À tous vos patient(e)s en incapacité de travail, quelle qu’en soit la cause (maladie, accident, maladie professionnelle et accident du travail).
Un trajet de réintégration peut être entamé dans les situations suivantes :
- A la demande de votre patient(e) : à n’importe quel moment de son incapacité de travail ;
- A la demande de l’employeur : avec l’accord de votre patient. Depuis le 1/01/2026, le délai d’attente de 3 mois d’incapacité ininterrompue a été supprimé.
- Si un potentiel de travail a été identifié, l’employeur a l’obligation de démarrer un trajet de réintégration.
Les demandes faites en 2025 restent valables. En pratique :
- Pour les incapacités ayant commencé AVANT le 01/01/2026, les règles du TRI 2.0 restent d’application ;
- Pour les incapacités ayant commencé APRES le 01/01/2026, les règles du TRI 3.0 sont d’application.
Le médecin du travail invite votre patient(e) à un examen d’évaluation de réintégration. Si le travailleur ne réagit pas, ou refuse, à trois reprises, l’invitation du médecin du travail, le trajet de réintégration prend fin. Des sanctions (via la mutualité) sont possibles si le travailleur ne répond pas à l’invitation du médecin du travail à 2 reprises, sans raison valable.

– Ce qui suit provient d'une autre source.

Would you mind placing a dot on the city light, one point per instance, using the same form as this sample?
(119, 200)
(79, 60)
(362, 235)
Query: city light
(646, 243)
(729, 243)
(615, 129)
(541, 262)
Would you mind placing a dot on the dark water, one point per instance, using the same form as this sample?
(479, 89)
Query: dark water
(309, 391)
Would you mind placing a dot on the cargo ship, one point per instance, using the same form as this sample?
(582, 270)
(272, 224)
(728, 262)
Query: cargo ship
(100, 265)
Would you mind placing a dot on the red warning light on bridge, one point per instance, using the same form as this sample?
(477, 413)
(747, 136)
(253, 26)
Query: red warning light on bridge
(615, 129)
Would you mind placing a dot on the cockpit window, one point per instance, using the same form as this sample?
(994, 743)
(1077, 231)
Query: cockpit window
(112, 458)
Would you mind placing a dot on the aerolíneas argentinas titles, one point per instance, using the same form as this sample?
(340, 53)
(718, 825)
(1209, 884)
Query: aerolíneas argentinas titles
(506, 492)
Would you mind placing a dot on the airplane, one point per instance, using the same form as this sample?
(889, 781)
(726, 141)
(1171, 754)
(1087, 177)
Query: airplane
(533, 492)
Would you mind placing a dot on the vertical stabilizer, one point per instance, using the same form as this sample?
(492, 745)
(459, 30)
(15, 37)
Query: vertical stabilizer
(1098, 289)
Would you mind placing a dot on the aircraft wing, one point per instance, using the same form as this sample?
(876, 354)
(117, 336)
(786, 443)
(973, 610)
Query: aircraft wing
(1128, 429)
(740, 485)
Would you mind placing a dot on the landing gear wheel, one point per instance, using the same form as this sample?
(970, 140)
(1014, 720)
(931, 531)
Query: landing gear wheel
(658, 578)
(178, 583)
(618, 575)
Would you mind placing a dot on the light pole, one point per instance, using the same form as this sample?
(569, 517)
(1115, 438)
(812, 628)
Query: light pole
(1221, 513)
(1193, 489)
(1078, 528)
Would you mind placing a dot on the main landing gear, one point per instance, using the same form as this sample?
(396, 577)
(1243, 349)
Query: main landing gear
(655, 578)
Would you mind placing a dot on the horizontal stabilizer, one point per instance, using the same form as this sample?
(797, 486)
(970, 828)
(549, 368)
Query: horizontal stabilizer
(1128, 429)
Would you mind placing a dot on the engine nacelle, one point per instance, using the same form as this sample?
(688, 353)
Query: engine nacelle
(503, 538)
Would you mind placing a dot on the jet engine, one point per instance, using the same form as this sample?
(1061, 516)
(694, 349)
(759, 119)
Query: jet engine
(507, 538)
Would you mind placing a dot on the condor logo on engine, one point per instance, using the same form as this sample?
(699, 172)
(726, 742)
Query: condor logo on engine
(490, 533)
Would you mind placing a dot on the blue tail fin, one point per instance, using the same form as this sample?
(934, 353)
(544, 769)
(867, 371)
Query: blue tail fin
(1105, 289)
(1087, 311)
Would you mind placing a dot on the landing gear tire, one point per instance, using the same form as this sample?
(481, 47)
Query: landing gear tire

Dans le cadre de l’évaluation de la réintégration, le médecin du travail peut, avec l’accord du travailleur, se concerter avec d’autres intervenants : vous, médecin-conseil de la mutuelle, Coordinateur Retour Au Travail au sein de la mutualité, autres conseillers en prévention (Aspects Psychosociaux, Ergonome), expert du travail des Communautés et Régions (Forem, Actiris, VDAB ou un de leurs partenaires tels que l’AVIQ ou le PHARE) ou encore examiner le poste de travail.
Il prend l’une des trois décisions suivantes :
- Décision A : le travailleur peut, à terme, reprendre le travail convenu et il peut entretemps effectuer un travail adapté ou un autre travail ;
- Décision B : le travailleur est définitivement inapte pour le travail convenu mais il peut effectuer un travail adapté ou un autre travail (= mutation de poste de travail) ;
- Décision C : il n’est (pour le moment) pas possible de procéder à une évaluation de la réintégration pour des raisons médicales. Dans ce cas, le trajet de réintégration prend fin.
Le médecin du travail transmet la décision à l’employeur et au travailleur au moyen du formulaire d’évaluation de réintégration.
Il appartient, dans ces conditions, à l’employeur, d’examiner, sérieusement, les possibilités concrètes de travail adapté ou d’autre travail, et ce sur la base des recommandations du médecin du travail et du cadre collectif sur la réintégration :
Après cet examen, il y a deux possibilités :
- Soit l’employeur est en mesure de proposer un poste adapté ou un autre travail à votre patient(e). Dans ce cas, il rédige un plan de réintégration reprenant les modalités pratiques du retour de votre patient(e) au sein de l’entreprise ;
- Soit l’employeur ne peut, techniquement et objectivement, offrir de poste adapté ou un autre travail à votre patient(e) ; dans ce cas, il le motive dans un rapport.
Dans les deux cas, votre patient(e) dispose alors d’un délai de 14 jours calendrier pour accepter ou refuser le plan de réintégration proposé. Si le travailleur accepte le plan, il est mis en œuvre.
Le plan, accepté ou refusé, doit être soumis par l’employeur au médecin du travail et cela marque la fin du trajet de réintégration.
Une fois le trajet de réintégration terminé, le médecin du travail doit encore également communiquer cette information au médecin-conseil.
Il est de la responsabilité de votre patient(e) d’informer l’employeur de tout changement d’adresse en temps utile. Il(Elle) doit, en outre, toujours apporter la coopération nécessaire aux trajets de réintégration en cours. La nouvelle législation impose, désormais, aux services de médecin du travail, d’informer le médecin-conseil de la mutuelle et l’INAMI lorsque votre patient(e) ne répond pas aux différentes invitations. Cela peut, ensuite, entraîner une sanction dans le cadre de l’assurance maladie et invalidité et une éventuelle suspension des revenus.
Oui. En effet, selon l’article I.4-73, §2 du Code du bien-être au travail, « un travailleur qui ne répond pas à l’invitation du médecin du travail pour l’évaluation de réintégration peut être sanctionné conformément à la législation relative à l’assurance obligatoire soins de santé et indemnités. ».
Il appartiendra, donc, au médecin-conseil de fixer la nature de la sanction le cas échéant.